David Cronenberg has started making films in 1969, since then his style hasn’t changed much. His first films reflected his vision of body horror and gave him a chance to make his own films like Videodrome which is written and directed by Cronenberg himself. His films were distinctive and different from other body-horror films in that period of time, because of that his films had a success over other classical horror movies. Throughout his career, he made films in which their stories continue to develop. In Shivers, a scientist creates a parasite which turns human into a sex maniac, nurse Forsythe says “even old flesh is erotic” (Shivers, 1975) after some years, Videodrome’s motto becomes “Long live new flesh” and the protagonist claims old flesh should die. His films always has some kind of bodily transformation and this transformation kills the old flesh, to overcome the limits of human body and becomes the new flesh which is more powerful and beautiful, which is beyond the the flesh for future.

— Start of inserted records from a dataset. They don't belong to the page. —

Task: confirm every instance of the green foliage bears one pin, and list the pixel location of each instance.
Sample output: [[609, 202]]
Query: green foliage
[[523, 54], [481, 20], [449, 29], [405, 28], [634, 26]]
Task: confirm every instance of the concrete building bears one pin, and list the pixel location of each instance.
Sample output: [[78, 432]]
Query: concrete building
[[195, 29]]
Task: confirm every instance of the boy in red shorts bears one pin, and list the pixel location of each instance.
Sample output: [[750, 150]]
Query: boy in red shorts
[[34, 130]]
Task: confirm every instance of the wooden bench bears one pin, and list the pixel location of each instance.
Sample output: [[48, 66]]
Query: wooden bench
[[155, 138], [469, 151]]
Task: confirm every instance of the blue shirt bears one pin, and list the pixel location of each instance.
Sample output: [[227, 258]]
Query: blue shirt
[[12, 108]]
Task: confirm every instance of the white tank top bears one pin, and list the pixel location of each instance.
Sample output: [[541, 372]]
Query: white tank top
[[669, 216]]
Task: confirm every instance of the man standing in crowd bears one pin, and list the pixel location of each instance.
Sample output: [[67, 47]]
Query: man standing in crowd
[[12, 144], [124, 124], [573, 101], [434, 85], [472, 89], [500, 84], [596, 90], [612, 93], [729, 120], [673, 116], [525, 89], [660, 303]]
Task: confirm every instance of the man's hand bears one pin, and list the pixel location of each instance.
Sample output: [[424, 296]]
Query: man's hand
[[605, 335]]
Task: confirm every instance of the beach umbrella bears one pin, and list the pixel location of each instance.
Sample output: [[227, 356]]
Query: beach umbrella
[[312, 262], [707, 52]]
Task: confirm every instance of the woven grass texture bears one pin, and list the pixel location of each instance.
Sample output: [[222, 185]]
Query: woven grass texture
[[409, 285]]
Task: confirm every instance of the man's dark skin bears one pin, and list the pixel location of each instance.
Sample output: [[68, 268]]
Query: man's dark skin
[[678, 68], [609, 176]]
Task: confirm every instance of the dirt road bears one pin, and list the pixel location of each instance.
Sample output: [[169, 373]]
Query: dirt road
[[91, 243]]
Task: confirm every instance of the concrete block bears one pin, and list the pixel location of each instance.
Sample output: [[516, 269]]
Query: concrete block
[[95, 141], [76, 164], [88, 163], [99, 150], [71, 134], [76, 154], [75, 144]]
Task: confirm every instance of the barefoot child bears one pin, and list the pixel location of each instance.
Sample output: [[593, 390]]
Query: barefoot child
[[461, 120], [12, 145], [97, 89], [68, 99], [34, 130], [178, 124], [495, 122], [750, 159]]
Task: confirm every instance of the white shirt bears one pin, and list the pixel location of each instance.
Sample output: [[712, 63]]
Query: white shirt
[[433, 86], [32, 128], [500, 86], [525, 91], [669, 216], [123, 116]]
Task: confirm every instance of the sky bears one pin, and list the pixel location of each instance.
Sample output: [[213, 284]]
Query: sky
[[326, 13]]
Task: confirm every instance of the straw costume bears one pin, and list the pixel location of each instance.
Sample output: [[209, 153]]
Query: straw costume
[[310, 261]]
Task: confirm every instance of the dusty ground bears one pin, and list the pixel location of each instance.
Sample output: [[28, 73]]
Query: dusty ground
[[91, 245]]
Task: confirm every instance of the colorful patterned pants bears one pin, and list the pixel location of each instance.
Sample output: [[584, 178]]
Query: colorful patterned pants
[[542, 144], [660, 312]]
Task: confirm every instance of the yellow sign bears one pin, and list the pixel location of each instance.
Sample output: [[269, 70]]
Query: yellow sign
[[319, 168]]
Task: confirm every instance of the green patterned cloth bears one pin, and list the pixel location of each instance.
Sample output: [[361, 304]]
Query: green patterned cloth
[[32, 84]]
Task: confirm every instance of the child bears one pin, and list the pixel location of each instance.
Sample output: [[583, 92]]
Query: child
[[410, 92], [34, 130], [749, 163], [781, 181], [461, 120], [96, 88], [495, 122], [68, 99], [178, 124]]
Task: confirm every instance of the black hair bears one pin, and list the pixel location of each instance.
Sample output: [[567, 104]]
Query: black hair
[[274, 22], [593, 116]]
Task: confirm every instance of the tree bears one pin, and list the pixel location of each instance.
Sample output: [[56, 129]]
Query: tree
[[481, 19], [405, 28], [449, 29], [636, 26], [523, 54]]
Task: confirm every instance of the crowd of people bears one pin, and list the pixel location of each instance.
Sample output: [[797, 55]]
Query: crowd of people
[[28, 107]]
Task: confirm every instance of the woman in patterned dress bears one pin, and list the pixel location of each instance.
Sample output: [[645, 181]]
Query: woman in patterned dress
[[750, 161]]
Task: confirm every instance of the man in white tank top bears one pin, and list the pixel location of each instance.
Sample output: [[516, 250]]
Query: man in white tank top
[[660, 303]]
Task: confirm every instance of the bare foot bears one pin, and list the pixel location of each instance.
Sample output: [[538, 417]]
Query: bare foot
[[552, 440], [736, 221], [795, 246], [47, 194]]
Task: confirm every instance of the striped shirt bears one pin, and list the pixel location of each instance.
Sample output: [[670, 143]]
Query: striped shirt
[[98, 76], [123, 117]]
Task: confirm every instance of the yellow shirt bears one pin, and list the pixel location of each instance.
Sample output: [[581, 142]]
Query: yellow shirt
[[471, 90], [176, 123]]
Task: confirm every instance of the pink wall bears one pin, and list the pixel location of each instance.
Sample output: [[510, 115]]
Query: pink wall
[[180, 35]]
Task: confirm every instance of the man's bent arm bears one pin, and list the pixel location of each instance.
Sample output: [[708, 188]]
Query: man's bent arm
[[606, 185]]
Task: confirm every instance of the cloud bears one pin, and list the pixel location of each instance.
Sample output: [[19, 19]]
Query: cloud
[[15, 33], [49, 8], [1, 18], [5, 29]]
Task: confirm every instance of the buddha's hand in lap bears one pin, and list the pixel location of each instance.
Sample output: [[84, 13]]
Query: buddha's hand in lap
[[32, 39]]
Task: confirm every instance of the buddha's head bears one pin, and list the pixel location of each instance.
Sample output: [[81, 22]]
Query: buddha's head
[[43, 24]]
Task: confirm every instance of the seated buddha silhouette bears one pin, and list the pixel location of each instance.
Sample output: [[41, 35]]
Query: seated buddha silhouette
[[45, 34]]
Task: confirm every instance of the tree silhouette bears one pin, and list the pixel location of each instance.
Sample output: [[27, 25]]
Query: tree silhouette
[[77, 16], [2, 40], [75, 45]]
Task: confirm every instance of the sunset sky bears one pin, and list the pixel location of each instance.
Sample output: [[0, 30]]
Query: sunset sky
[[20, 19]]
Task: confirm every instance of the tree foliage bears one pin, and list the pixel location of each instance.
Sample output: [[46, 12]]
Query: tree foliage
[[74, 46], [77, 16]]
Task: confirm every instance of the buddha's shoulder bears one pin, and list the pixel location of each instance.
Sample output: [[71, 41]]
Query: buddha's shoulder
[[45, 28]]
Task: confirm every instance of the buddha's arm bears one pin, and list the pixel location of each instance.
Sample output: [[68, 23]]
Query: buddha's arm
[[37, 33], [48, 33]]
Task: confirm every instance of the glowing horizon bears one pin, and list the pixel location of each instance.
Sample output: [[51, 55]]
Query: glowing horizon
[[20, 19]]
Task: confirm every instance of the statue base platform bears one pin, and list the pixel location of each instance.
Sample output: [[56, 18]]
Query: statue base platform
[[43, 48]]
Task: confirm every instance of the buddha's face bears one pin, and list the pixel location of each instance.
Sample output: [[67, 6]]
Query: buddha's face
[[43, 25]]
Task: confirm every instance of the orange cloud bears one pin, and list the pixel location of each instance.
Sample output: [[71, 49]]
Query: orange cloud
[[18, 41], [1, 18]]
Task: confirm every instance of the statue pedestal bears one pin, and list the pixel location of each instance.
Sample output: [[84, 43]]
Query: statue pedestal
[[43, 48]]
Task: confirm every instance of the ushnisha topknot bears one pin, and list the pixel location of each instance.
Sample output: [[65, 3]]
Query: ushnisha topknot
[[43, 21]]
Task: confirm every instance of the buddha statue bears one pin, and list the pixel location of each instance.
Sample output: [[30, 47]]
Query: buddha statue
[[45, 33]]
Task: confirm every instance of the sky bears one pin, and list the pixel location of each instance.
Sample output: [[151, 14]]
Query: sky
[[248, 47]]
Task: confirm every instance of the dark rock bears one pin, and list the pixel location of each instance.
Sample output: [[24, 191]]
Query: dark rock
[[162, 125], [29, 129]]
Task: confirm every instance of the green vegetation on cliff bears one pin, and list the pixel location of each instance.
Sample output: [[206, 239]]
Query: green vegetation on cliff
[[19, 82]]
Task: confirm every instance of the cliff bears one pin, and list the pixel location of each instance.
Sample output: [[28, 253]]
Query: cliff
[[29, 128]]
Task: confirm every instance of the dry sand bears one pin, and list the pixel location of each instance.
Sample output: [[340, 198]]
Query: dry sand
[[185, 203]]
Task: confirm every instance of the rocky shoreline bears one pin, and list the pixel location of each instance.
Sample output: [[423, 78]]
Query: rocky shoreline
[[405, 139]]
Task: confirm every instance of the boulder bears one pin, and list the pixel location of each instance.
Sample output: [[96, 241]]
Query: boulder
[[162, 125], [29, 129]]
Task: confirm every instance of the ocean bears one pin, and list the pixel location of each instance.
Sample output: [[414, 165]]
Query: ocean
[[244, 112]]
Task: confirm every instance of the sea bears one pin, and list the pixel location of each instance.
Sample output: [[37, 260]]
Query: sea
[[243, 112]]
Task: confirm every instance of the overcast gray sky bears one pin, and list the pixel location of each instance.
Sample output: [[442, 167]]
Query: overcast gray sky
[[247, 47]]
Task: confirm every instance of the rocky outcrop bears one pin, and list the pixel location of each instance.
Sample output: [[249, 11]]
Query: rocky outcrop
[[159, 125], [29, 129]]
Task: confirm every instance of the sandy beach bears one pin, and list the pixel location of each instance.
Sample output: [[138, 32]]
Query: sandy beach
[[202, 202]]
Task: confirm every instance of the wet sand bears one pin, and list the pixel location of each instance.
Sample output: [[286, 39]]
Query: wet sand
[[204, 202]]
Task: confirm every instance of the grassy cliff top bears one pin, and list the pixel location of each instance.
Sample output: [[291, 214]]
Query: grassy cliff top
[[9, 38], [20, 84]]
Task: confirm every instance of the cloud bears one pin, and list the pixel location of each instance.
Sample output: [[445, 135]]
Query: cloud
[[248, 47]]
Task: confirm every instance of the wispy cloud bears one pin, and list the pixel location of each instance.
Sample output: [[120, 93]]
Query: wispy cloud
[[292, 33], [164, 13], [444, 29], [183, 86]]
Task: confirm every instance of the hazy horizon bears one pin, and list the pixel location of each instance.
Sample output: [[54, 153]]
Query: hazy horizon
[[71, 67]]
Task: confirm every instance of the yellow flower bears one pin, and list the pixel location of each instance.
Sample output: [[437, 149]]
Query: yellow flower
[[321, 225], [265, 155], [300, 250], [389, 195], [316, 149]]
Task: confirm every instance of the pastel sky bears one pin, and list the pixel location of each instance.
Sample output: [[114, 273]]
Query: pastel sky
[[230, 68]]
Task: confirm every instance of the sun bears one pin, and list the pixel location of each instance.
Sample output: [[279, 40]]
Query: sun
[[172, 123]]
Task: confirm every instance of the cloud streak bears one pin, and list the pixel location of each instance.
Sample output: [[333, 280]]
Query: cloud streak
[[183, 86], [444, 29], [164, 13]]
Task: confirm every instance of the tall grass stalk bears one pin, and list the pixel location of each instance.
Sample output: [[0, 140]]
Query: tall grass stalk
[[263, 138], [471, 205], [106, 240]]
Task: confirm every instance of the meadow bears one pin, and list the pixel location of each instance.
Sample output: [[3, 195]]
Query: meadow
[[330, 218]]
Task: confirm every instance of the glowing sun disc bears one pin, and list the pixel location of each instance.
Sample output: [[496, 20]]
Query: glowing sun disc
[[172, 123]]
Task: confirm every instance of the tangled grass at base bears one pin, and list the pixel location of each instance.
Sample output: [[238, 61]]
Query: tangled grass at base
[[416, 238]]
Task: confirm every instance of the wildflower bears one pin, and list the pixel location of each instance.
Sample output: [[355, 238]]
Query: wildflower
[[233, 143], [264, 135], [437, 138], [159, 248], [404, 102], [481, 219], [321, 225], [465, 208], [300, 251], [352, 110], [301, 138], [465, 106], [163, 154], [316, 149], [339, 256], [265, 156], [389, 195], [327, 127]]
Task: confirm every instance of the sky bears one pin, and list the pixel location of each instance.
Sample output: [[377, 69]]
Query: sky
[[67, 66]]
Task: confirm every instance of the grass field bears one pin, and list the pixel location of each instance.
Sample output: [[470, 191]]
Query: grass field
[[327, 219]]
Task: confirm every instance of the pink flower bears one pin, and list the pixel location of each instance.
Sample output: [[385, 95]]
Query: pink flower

His films generally have a connection with technology. Technology brings the change and creates a different future, also it becomes or will become a part of human as Cronenberg said In his interview “I see technology as being an extension of the human body,” (Blackwelder 1999). However he tends to see the dark sides of technology.

Auteur Theory                

Andrew Sarris (1962, p.562) explains one of the auteur theory’s premise as having a distinct style. A film should have some clues about the director’s way of thinking. Cronenberg’s films contemplate technology and its possible effects on humankind, also questions the reality. Also his films have story connections with each other. As he said in an interview “They’re almost like chapters in an ongoing book” (Blackwelder 1999). So, his films consistently explores his view of human body and psychology as well as the possible effects of technology in this new era. We can see these subjects on all his films made in before 2000s. After that he made films about human psychology as well but not about the body.

As Wollen discuss, there are two main ways to work on auteur theory; focusing on recurring themes or mise en scéne (1998, p.51). Although Cronenberg films have a distinct visual style, this blog will focus on mostly his thematic motifs like bodily transformation, questioning reality; and the meanings behind his stories. Unlike most other directors discussed in auteur theory, Cronenberg writes his own screenplays as well as directing them and this adds his films another aspect.

As anaylsis method, this blog will focus on Cronenbergian themes and story structure. As Wollen said (1998, p.71), “What the auteur theory does is to take a group of films – the work of one director – and analyse their structure.” Considering this statement, analysing Cronenberg’s films and finding similarities-shared visions, or if there are differences comparing them will be the main structure. Finding his worldview and the details that makes his films Cronenbergian will be the ultimate goal.